Let's examine my cat, Alex. There is nothing wrong with him, and a lot right with him. He's a wonderful cat, and a cat is a perfectly noble thing to be. Therefore, it's completely acceptable to refer to him as a cat, right? I love my cat.
Now let's attach a stigma to it. Let's say society has determined that there is something subtly wrong with being like Alex. To be Alex makes you somehow less acceptable, and gets you less respect, while being compared to Alex is an assault on dignity. All over the place, we would hear "cat" as an insult. "That was a totally catlike thing to do." "Ah, what else can you expect from a cat?" "Mommy, at school they're calling me a cat. Am I a cat?" "Of course you're not a cat. Don't be silly. Whoever called you a cat was just being mean." "Don't call me a cat. I am NOT a cat!" In this environment, we still have Alex, who is in fact a cat, and always will be a cat. But we love him, and we don't want him to endure the shame and the rejection. So we come up with another word. "Let's not say Alex is a cat. Let's say he is a feline." Then "cat" becomes essentially a swear word, and they start censoring it out of support websites.
This works for a while, but soon people catch on that "cat" and "feline" are the same thing. Now "feline" becomes the insult. "That was a feline thing to do." "Mommy, am I a feline?" "Don't call me a feline."
Still we have Alex, and still we love him. Still we don't want to shame him or use a word that may insult him. So now we can't call him a cat or a feline. Where do we go from there? Is he now a whiskered citizen? A miniature lion? A speaker of meow? Are we going to borrow a word from another language and start saying "gato" or "koshka" or "gorbe" or "popoki"? We're probably not going to go to "felid" now, because that's too close to "feline."

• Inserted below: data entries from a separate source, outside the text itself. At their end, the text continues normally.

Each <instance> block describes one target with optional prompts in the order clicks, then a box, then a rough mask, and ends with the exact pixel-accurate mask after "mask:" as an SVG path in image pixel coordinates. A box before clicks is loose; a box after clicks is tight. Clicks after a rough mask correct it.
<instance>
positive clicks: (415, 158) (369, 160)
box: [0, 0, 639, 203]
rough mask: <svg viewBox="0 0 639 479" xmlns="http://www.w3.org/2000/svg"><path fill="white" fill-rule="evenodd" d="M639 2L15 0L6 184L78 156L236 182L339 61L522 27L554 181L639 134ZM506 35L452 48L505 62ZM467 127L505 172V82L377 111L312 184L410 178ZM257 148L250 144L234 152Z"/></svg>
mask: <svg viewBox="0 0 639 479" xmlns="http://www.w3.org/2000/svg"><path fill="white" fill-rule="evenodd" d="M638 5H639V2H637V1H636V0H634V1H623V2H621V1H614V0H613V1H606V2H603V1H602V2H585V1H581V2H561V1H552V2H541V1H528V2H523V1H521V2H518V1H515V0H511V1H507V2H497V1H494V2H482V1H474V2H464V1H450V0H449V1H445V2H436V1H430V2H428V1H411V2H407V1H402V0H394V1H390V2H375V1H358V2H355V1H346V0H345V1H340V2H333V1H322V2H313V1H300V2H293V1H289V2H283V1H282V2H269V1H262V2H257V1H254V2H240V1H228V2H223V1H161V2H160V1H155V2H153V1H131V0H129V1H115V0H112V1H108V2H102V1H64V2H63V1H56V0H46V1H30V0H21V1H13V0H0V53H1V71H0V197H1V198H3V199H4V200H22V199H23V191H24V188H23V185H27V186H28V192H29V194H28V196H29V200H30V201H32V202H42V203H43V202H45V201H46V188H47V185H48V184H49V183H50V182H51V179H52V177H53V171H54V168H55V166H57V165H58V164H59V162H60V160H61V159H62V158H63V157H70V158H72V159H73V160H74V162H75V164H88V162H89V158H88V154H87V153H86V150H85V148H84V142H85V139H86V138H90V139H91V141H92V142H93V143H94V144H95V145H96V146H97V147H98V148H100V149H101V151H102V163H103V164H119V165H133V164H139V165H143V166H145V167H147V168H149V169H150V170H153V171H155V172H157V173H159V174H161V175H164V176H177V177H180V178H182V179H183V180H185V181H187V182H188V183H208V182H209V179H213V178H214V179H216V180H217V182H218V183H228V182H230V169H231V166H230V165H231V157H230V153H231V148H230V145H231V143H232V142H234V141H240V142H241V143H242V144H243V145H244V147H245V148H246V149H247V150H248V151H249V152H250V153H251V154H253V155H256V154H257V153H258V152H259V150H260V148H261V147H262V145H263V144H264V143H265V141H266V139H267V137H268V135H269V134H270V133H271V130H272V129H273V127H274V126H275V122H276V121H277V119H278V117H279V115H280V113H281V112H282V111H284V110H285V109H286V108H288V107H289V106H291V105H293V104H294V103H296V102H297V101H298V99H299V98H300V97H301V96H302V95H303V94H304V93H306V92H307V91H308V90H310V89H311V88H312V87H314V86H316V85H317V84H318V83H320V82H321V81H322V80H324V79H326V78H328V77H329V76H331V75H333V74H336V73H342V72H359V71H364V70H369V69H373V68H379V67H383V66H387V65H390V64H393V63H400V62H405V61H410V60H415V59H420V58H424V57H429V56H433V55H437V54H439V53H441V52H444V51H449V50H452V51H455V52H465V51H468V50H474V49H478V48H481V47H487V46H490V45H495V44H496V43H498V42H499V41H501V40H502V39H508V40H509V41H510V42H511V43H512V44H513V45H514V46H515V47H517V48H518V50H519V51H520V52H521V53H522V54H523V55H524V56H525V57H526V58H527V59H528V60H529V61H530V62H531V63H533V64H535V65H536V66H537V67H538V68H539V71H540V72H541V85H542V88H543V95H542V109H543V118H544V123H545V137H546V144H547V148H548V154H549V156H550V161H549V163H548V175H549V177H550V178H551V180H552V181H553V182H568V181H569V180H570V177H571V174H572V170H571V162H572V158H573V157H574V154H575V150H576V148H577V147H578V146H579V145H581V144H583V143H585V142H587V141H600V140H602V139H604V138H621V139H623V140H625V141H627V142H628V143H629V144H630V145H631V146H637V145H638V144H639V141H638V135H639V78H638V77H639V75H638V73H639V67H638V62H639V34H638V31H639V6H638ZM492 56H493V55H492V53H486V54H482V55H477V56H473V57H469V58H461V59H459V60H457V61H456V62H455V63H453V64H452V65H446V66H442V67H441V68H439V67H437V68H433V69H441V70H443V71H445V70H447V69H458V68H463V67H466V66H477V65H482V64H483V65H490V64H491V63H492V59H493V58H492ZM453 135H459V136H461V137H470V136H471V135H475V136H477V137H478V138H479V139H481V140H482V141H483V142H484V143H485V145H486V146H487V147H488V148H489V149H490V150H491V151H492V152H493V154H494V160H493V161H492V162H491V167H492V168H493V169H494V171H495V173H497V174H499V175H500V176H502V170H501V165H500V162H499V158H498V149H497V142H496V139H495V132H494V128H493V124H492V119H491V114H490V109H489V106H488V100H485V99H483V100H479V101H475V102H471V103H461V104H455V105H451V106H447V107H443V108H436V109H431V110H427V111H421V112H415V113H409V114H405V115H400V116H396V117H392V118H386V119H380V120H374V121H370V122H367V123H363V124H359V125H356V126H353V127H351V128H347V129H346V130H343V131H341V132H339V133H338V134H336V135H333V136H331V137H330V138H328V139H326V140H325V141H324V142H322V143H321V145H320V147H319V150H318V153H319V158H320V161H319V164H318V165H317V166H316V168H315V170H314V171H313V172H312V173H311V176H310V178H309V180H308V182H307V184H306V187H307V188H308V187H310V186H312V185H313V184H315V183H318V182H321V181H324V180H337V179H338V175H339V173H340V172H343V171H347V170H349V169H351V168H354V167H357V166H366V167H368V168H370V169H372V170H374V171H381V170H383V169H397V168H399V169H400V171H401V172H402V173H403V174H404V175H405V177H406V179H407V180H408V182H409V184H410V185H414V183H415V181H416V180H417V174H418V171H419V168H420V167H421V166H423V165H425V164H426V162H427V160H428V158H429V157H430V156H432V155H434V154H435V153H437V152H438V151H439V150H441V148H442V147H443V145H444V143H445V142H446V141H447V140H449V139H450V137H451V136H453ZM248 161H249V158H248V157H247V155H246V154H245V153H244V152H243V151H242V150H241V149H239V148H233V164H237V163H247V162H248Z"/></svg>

I don't think the particular word of choice is the real problem. I think the real problem is that we need to realize, stigma is an imaginary construct. Because we see that there is nothing bad about Alex being exactly what he is, that's why we can call him a cat and say it with pride. Now, why can't we do the same thing with humans who are somehow marginalized for being what they are? Why can't we just stop using the concepts of being mentally ill, or having a low IQ, or being homosexual, as an insult. Then we won't have to come up with politically correct alternatives to describe people who really are those things.